# Barking at people on walks



## Otthorn (Mar 13, 2013)

Our 10 month old female vizsla has developped a bad habit of barking at strangers that we meet on walks. It tends to be when we are on a path with someone approaching in front of us. She stops in her tracks then barks running towards them. Advice on why she is behaving this way and how to stop her from doing this would be very much appreciated! Thank you.


----------



## datacan (May 15, 2011)

Isn't that cute :-* what happens when she gets close to them? As long as she is not violent, she is only talking to them, and you.

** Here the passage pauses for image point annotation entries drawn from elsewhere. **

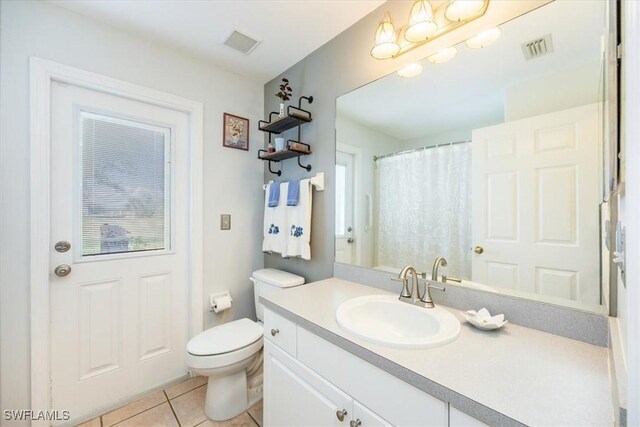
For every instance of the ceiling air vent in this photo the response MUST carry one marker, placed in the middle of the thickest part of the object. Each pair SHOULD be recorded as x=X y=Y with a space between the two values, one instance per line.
x=241 y=42
x=538 y=47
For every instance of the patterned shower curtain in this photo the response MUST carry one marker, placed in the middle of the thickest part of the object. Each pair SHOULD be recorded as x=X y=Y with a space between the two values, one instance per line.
x=424 y=209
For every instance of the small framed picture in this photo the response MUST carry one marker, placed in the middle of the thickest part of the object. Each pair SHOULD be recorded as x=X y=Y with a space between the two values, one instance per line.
x=236 y=132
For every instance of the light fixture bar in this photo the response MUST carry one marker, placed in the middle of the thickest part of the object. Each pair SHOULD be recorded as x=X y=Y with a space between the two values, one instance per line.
x=444 y=26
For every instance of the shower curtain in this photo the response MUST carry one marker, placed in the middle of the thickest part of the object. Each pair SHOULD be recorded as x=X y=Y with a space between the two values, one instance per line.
x=424 y=209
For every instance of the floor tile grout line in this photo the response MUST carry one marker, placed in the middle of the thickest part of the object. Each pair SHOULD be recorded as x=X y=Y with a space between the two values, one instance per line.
x=171 y=406
x=134 y=415
x=254 y=419
x=182 y=394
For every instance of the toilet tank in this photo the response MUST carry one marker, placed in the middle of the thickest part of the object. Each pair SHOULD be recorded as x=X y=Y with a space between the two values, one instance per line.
x=270 y=280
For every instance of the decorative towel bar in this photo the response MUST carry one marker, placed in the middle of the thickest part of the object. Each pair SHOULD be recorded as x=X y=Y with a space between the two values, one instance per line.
x=317 y=181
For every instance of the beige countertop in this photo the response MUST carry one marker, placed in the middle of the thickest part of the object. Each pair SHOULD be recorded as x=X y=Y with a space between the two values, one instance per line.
x=521 y=374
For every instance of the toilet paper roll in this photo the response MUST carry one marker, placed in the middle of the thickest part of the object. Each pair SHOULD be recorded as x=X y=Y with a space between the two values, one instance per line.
x=221 y=303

Our little spaniel mix did or still does exactly the same. Exposure to more diverse situations cured most of it. 
Punishing her in the act will simply make things worse, IMO. Dog will think the punishment came because of the stranger approaching.

I usually say this... if you carry treats, you can throw one on the ground for her, but I don't carry treats so have only my good looks to rely upon.
I taught her to look at me on command... that seemed to help. 

Enjoy, don't feel frustrated, work with her like at a three year old child level.


----------



## Főnix (Feb 3, 2013)

I don't have a lot of experience with this, but I read this thread that might help:
http://www.vizslaforums.com/index.php/topic,2778.msg18581.html#msg18581

Good luck


----------



## datacan (May 15, 2011)

Thanks, Fonix... I corrected a spelling mistake I made in that post  RBD is the bomb 8)


----------